Con risposta ad interpello n. 84 del 25 marzo 2026, l’Agenzia delle Entrate si è pronunciata in merito al corretto trattamento fiscale applicabile ai fini IVAFE, nei confronti di un beneficiario di un trust trasparente non residente.
Nel caso di specie, l’istante, cittadino statunitense fiscalmente residente in Italia, rappresenta di essere beneficiario di un trust irrevocabile, istituito mediante testamento.
Il trust, fiscalmente residente negli Stati Uniti, è amministrato da un trustee professionale e indipendente, anch’egli residente in USA.
Il fondo del trust è costituito da un portafoglio che include quote di fondi monetari esteri, azioni e quote di ETF emesse da soggetti esteri, e titoli obbligazionari emessi da enti pubblici statunitensi, tutti depositati all’estero.
Secondo l’atto istitutivo del trust, il beneficiario non ha alcun diritto alla distribuzione del capitale, non vanta alcun potere decisionale o gestionale in ordine alla destinazione dei beni conferiti nel trust, né ha il diritto di indicare chi, dopo di lui, riceverà i redditi o il capitale del trust, in quanto il tutto è già stato determinato dal settlor.
L’istante, pertanto, ha il solo diritto a ricevere il reddito netto del trust per tutta la durata della sua vita.

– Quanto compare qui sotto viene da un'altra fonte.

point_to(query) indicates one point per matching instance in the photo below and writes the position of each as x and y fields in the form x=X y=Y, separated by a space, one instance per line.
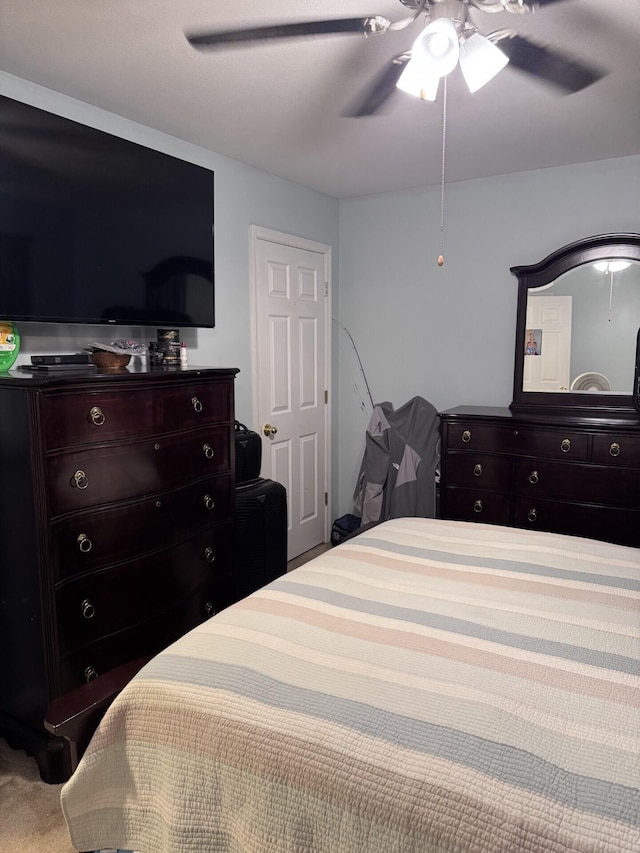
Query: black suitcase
x=248 y=453
x=260 y=535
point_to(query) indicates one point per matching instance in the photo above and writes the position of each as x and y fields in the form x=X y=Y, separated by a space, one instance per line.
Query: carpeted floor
x=30 y=817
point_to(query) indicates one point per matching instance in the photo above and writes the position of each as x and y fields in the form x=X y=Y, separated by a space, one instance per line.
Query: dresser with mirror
x=565 y=456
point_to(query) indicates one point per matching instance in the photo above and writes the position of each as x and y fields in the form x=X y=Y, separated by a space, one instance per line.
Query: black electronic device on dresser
x=561 y=458
x=117 y=494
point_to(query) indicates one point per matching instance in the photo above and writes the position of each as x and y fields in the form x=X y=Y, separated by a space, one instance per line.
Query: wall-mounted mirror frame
x=558 y=403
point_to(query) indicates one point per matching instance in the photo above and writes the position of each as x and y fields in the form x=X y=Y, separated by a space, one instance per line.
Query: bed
x=425 y=686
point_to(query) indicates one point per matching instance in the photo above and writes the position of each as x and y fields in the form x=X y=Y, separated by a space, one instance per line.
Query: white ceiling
x=279 y=105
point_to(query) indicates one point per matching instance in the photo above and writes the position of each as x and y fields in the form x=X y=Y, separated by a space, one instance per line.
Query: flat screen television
x=97 y=229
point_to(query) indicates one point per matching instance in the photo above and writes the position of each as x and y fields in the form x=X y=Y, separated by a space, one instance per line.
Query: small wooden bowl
x=110 y=360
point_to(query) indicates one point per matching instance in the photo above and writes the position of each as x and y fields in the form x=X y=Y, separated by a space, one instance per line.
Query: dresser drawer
x=477 y=437
x=146 y=638
x=98 y=416
x=610 y=524
x=475 y=505
x=91 y=540
x=550 y=444
x=585 y=483
x=195 y=405
x=617 y=450
x=94 y=476
x=95 y=606
x=477 y=470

In virtù della fattispecie descritta, il quesito dell’istante inerisce, alla luce della sua posizione di beneficiario individuato di trust trasparente, alla esistenza o meno del presupposto applicativo dell’imposta sul valore delle attività finanziarie detenute all’estero.

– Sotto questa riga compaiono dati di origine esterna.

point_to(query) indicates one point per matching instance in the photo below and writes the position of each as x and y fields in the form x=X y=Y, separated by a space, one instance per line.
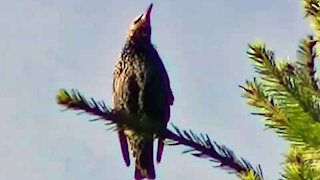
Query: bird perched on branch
x=141 y=91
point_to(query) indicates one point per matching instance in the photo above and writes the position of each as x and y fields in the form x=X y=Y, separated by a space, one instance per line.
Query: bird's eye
x=138 y=19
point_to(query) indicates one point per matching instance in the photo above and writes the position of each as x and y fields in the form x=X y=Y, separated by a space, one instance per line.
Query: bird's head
x=140 y=28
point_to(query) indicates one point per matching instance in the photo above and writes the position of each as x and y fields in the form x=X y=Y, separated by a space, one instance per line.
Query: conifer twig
x=200 y=146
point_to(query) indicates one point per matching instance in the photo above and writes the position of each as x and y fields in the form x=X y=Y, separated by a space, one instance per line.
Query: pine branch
x=298 y=167
x=312 y=11
x=289 y=102
x=200 y=146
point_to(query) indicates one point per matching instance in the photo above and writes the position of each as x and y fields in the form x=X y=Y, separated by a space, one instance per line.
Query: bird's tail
x=144 y=161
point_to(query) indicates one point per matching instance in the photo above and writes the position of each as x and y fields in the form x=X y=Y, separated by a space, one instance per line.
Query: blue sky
x=49 y=44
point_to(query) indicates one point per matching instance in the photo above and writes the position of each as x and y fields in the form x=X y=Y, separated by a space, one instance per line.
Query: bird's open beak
x=148 y=12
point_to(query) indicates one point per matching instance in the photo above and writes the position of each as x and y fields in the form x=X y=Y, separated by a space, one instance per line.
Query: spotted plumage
x=141 y=91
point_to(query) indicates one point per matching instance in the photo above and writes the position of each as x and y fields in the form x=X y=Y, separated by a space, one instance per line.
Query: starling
x=141 y=91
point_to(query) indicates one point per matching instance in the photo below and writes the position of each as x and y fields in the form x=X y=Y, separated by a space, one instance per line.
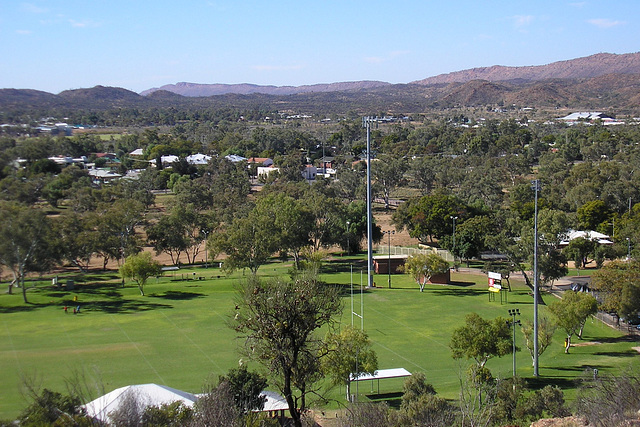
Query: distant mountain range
x=197 y=89
x=587 y=67
x=594 y=82
x=580 y=68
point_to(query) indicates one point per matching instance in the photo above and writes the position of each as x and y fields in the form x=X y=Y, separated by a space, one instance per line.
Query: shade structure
x=146 y=394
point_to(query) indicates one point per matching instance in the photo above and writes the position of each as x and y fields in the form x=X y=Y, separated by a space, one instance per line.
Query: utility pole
x=513 y=313
x=367 y=122
x=536 y=187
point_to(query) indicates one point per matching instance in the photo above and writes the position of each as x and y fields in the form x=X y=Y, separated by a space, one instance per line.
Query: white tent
x=599 y=238
x=198 y=159
x=274 y=402
x=156 y=395
x=147 y=394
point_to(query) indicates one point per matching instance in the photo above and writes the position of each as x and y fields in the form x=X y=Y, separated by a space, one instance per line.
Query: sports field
x=178 y=333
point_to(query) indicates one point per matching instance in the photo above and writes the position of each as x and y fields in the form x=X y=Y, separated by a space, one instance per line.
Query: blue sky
x=137 y=44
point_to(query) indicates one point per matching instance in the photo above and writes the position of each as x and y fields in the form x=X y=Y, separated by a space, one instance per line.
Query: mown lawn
x=179 y=334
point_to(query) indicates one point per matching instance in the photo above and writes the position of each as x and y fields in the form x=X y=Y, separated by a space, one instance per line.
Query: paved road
x=564 y=284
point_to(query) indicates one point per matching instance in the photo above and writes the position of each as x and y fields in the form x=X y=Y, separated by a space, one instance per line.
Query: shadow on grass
x=345 y=290
x=342 y=266
x=624 y=338
x=21 y=308
x=627 y=353
x=463 y=284
x=580 y=368
x=122 y=306
x=178 y=295
x=457 y=292
x=560 y=382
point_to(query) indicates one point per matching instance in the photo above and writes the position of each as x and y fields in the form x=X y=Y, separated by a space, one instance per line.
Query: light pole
x=389 y=233
x=536 y=187
x=513 y=313
x=206 y=249
x=628 y=248
x=367 y=122
x=454 y=237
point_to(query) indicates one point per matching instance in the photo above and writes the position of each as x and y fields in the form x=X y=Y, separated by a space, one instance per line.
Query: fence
x=401 y=250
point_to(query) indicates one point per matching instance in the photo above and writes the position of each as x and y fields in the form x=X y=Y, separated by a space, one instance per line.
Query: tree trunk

L’Agenzia chiarisce in primo luogo che sono soggetti passivi IVAFE le persone fisiche, gli enti non commerciali, le società semplici ed equiparate residenti in Italia, che, nel periodo di imposta, detengono attività estere di natura finanziaria ovvero criptoattività, suscettibili di produrre redditi imponibili in Italia.
L’Ufficio richiama pertanto quanto rappresentato nella circolare n. 34/E del 2022, secondo cui i beneficiari individuati residenti di un trust estero “hanno l’obbligo di indicare nel quadro RW l’ammontare del relativo credito vantato nei confronti del trust, unitamente agli investimenti e alle attività finanziarie detenute all’estero”.
Lo stesso documento di prassi precisa che “L’IVIE e l’IVAFE non devono essere assolti dai beneficiari di trust opachi in quanto manca il presupposto per l’assolvimento di tali imposte, vale a dire la proprietà dell’immobile o la titolarità di altro diritto reale sullo stesso e/o la detenzione dei prodotti finanziari, conti correnti e libretti di deposito“.
L’Agenzia ritiene che, nel caso di specie, l’istante è beneficiario individuato solo ai fini dell’attribuzione di reddito del trust, senza vantare alcun diritto alla distribuzione del capitale, spettando, invece, la titolarità dei beni in trust al solo trustee, che li detiene senza riconoscere al beneficiario alcun potere di gestione.
A parere dell’amministrazione finanziaria, poiché l’istante non instaura alcun rapporto con i beni segregati, non ha poteri sugli stessi, né assume alcun rischio in relazione agli investimenti del trust, il beneficiario individuato dello stesso non è tenuto al versamento dell’IVAFE mancando il presupposto applicativo dell’imposta medesima.